On a deeper level, another truth is revealed. If we don’t stop to hear a free Bach performance by Joshua Bell on a Stradivarius (because the context is wrong), what else are we missing? How much beauty are we walking right on by?

Musicians often talk about these problems because we’ve all had the same experience over and over again. When we charge $5 for a show, seven people show up, and when we charge $15, a hundred people show up. On the surface none of it makes any sense. Obviously there is a dynamic of perceived value at work here. Economists call it the “price point”, that magic number at which you create the heightened allure, the maximum perception of “hey, this costs a lot so it must be good” without tipping over into “hey, I ain’t paying that much for that”. If you charge $5 for CDs you will not sell twice as many as when you charge $10. In fact, you’ll sell fewer. But $20 is just too high these days when people can download your entire album off iTunes for $9.99.

Nevertheless, any artist struggling to reach a wider audience ought to pay close attention to the Joshua Bell experiment. Ask yourself several important questions. How do I present myself, on and off stage? What kind of rooms do I play? What do my photos look like? What am I doing to create a milieu, an environment in which my art can really be seen and appreciated? As artists we need to gently wean ourselves from the unexamined assumption that quality and beauty will be instantly recognized and rewarded by a discerning public and that we needn’t give any thought to packaging or context.
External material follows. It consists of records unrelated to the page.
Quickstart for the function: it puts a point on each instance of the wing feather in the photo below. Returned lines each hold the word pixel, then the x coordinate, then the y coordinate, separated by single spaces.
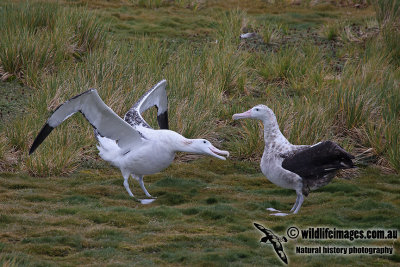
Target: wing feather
pixel 156 96
pixel 100 116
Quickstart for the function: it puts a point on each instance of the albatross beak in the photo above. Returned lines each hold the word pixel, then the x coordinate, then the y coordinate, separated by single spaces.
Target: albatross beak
pixel 243 115
pixel 215 151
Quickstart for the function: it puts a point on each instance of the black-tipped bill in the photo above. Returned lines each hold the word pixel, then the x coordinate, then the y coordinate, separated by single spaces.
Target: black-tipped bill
pixel 46 130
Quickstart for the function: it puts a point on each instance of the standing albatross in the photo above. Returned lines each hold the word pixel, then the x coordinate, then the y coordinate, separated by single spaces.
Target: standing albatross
pixel 130 144
pixel 299 167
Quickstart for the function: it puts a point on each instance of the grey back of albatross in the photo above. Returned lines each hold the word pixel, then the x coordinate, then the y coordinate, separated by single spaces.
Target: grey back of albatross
pixel 318 164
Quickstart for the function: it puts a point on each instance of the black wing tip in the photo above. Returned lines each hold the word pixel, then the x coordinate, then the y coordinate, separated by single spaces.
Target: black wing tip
pixel 163 120
pixel 46 130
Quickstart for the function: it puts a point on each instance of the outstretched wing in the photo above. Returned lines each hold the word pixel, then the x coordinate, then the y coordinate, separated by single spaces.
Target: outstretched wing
pixel 318 160
pixel 156 96
pixel 261 228
pixel 100 116
pixel 279 250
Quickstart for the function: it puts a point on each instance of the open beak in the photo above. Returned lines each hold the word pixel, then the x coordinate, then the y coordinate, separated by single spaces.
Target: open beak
pixel 215 151
pixel 243 115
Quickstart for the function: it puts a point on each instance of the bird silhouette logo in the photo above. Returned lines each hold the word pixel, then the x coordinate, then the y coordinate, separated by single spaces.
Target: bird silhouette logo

You have to do more than write great songs, play brilliantly and sing with power and grace. You have to mount those jewels in the right setting. It’s one thing to be good. But what are you doing to create the perception of quality? The Bell experiment shows us that even the greatest music in the world gets overlooked in the wrong context.

We all know artists who after years of struggle slip deeper and deeper into contempt for the very audience they purport to seduce. Perhaps all this pain can be avoided by gaining appreciation of the subtle and insidious psychological dynamics at play. Artists must be willing to expand their sphere of creativity to include the entire environment in which they ply their art. You’re not just making music. You’re creating a multi-dimensional reality.

And for those of us in the audience, the Joshua Bell experiment raises some equally challenging questions. Perhaps we need to gently wean ourselves from the unexamined assumption that pretty packaging signifies quality content. Let’s meet artists halfway. Be willing to do the foot work. Maybe the best songs aren’t on the radio or at the giant amphitheater. Grow better ears.

Thirty nine years ago in 1970, Joni Mitchell addressed this issue powerfully in her song “For Free” from Ladies of the Canyon. In it she portrays a successful, wealthy musician (a not so subtle self-portrait) who wistfully laments her own apathy as she passes by a brilliant street musician. “Nobody stopped to hear him, though he played so sweet and high. They knew he had never been on their TV so they passed his music by…he played real good for free.”

It’s the catch 22 of the fame game. No one comes to see you unless you’re famous. And you can’t get famous until people come to see you. New artists are forced, initially anyway, to create the illusion of popularity. But these are the very dynamics of celebrity culture so many of us lament – the ubiquitous and dehumanizing blare of tabloid journalism and the subsequent erosion of kindness and depth. Manufactured “stars” who haven’t (yet anyway) created one damn thing of value clog the airwaves and prevent real quality from breaking through. (I won’t name names – a whole list of celebrities is springing to your mind without my help). Yet it is the very world our collective psyche has created. We have each laid a brick of this edifice with our own hands. Our habitual inattention and unexamined consumerism had a baby – and it’s called pop culture.

On that cold January morning in the Washington D.C. metro, only 32 of the 1,097 people who walked past Joshua Bell put money in his case. Only seven people stopped to listen. Only one person recognized him. And he played real good for free.